Agility is an increasingly needed quality in medtech regulation. BSI’s senior VP global medical devices Gary Slack observed that up to 70% of new products are IT-enabled, featuring software or applying artificial intelligence. Incremental improvements are being made to products sometimes on a monthly basis. Can the UK system make a leap here, he wondered?

The ability to include recommendation from the Cumberlege Review is one of the features that distinguishes the UK’s legislation from the EU Medical Device and IVD Regulations, Shuna Mason, partner at law firm CMS, added. Mason’s gap analysis observations will be reported separately in Medtech Insight.

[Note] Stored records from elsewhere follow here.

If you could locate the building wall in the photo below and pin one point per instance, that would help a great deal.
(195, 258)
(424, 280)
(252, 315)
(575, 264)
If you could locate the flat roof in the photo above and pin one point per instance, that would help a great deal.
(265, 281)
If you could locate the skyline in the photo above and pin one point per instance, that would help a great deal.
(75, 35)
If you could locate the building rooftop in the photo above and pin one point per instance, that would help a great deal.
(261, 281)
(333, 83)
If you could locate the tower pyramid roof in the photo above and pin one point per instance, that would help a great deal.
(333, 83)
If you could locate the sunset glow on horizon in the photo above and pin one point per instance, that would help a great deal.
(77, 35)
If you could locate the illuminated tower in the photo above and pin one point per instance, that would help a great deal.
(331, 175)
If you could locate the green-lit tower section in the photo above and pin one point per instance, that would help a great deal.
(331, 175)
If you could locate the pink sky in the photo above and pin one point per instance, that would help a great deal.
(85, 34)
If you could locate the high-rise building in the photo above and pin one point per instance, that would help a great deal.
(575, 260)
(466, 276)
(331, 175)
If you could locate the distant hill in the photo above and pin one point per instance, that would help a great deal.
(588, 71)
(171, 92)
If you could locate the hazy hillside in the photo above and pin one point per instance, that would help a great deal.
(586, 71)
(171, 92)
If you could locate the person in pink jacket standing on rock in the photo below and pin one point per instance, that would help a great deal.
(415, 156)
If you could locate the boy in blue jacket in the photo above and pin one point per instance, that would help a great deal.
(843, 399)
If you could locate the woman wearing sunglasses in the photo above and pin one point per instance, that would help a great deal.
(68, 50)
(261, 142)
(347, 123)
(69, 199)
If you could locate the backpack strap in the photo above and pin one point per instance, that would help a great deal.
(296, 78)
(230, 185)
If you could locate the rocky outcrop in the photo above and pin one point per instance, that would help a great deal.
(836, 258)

The MHRA is also in negotiations with several EU notified bodies wanting to become designated UK approved bodies, in order to be able to apply the UKCA and UKNI marks. The three remaining UK-based notified bodies will automatically become UK approved bodies on 1 January.

BSI, the largest European notified body, vowed it would be ready to work under new UK rules next year.  But it will be a challenge to train up some 750 staff who have all been readying for the MDR and IVDR, slack observed. BSI has branches in the UK and in the Netherlands, BSI NL, for the EU27 market.